Wednesday, May 5, 2010

Beethoven and the String Quartet

Occasionally I go over the moon, swooning, about certain pieces of music: they sort of take over the mind, esthetically speaking. In the case of Beethoven’s string quartets, I can say that my initial love affair has continued, rather loyally and unexpectedly, for years. This morning I listen to one of the later ones again.

Unlike a true music aficionado, I am rather cavalier (for the most part) about which quartets to play. I tried to pay attention, and know them somewhat, if not really by name. So the scholarship lags behind the enthusiasm for the goods. And they are all excellent, and rather straightforward in their musical organization. I mean that they tend to follow a familiar formal arrangement: the sonata form. There is the statement of a primary theme, a variation from that theme, and then a return, modified enough to surprise the ear while also ensuring its consist, internally rigorous identity.

Beethoven’s music for many (like my father) represents a fascinating historical shift from the Classical to the Romantic period. Beethoven’s Romantic era pieces still retain the rigorous formal structure and logic of the Classical era but also veer into programmatic or passionate departure—something you simply don’t hear in Haydn, for instance. Suddenly the complexities of the human spirit; the struggles and triumphs; the exposition of nature--in all its ferocity and tenderness--come to the surface. It’s thrilling, and very difficult to find elsewhere, a fact that makes Beethoven endure in the manner Shakespeare, Picasso and the Beatles do. There is always a new generation ready to discover, as if no one had before, just how relevant and magnificent this stuff is.

And at the same time, I love the string quartet form, and Beethoven’s string quartets in particular for other reasons.

First of all, the timing, harmonic and melodic elements in the string quartet are all pushed forward, nakedly exposed. There’s such a marked directness; a purity in how the ear receives such clear-cut information. You can distinguish changes in a flow that isn’t obscured by the complications of richer arrangements. In a symphony with many instruments vying for prominence, there is more room for the work to hide in its layering; more ways the frequencies of instruments (and even the changes themselves) can mask one another. I don’t mean to imply that symphonic arrangements are somehow compromised utterly by this; just that there is a noticeable difference in how we can see the architecture, if you like. Adding instruments to an arrangement complicates the experience sonically. Certain pieces (like say Mahler’s 5th) beg for that complication, to be sure.

In the string quartet form, there’s something else present that is almost too delicious for words: the singing quality of notes so ardently and clearly asserted in the “thin” mix of the arrangement. The melody and the harmony deliver such that you may hear any error, and conversely, the sweet breadth that mastery of instruments unfolds without errors. The Quartetto Italiano box-set that I have (a loving gift from my father for my birthday years ago—not getting paid to write this) lets you swim around in whole oceans of masterful playing. It’s the kind of playing, in fact, that allows you to relax utterly, knowing the performance will not compromise the work.

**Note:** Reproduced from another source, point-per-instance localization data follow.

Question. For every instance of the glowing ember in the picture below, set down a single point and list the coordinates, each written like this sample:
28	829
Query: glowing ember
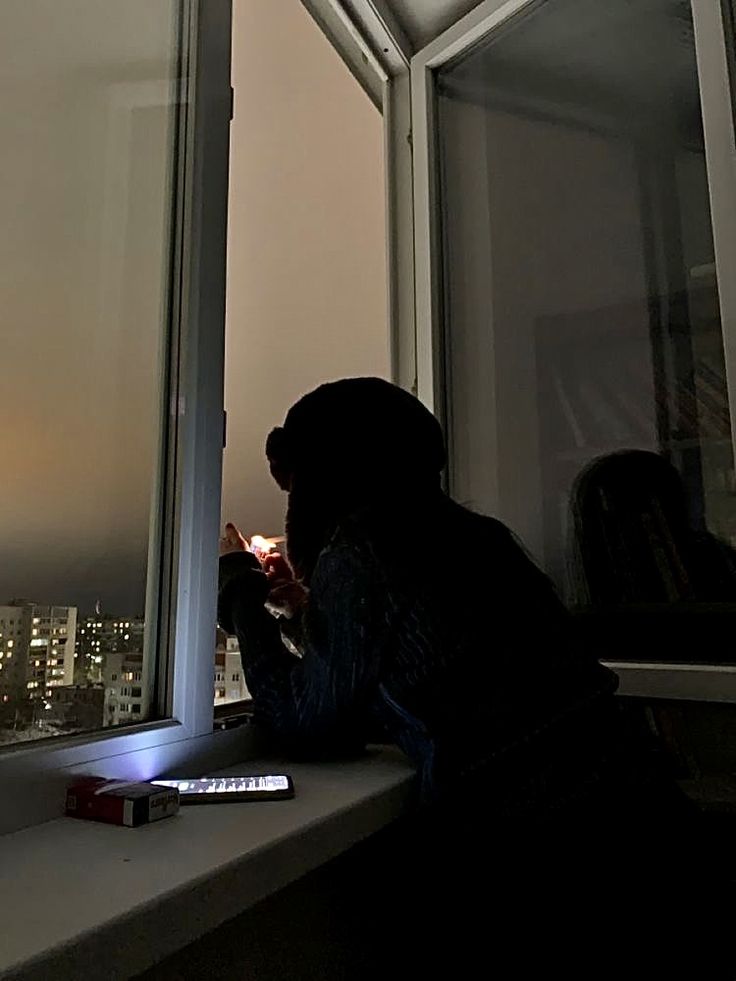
261	546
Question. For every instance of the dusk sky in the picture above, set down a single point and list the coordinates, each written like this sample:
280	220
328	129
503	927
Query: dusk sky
85	161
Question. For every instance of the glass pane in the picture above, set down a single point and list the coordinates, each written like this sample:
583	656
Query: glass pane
88	120
588	405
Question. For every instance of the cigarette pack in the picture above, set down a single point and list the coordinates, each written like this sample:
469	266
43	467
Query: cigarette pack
120	801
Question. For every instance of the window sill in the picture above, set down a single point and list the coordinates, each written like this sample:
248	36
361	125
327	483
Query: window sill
688	682
138	895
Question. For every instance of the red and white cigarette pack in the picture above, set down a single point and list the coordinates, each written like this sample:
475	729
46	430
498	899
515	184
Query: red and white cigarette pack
120	802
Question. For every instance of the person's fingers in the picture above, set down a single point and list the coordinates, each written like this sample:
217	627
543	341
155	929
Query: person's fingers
276	567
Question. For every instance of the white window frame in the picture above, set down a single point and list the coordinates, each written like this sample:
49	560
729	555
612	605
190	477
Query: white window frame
701	682
373	46
34	775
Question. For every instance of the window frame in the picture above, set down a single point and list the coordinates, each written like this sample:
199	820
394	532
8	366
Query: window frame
701	682
188	735
185	596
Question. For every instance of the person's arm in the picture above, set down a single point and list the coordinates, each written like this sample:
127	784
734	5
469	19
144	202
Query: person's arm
317	704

So beyond even all of this goodness, there is the heart of the matter for me. When I hear some of these string quartets, a broadening calm moves in. I can imagine, for a while, that life—even in its inherent dramas and awkwardness—can move gracefully forward (across its long body). I can claim the dignity, the strength, the faith in humanity and in nature, that inheres in Beethoven’s works. They suggest to my heart that we can all forgive each another and start over; that life is oddly perfect despite its flaws; that time unfolds before us with the enveloping quality of a river or a mountain range. To paraphrase Stravinsky on this, I feel like the music really is "clarifying man's relationship to time."

So thank you, Beethoven. You were perfect in your flaws and unafraid to weave them into the music. I know the muses spoke to you profoundly—why else would you have continued writing when you couldn’t “hear” it anymore.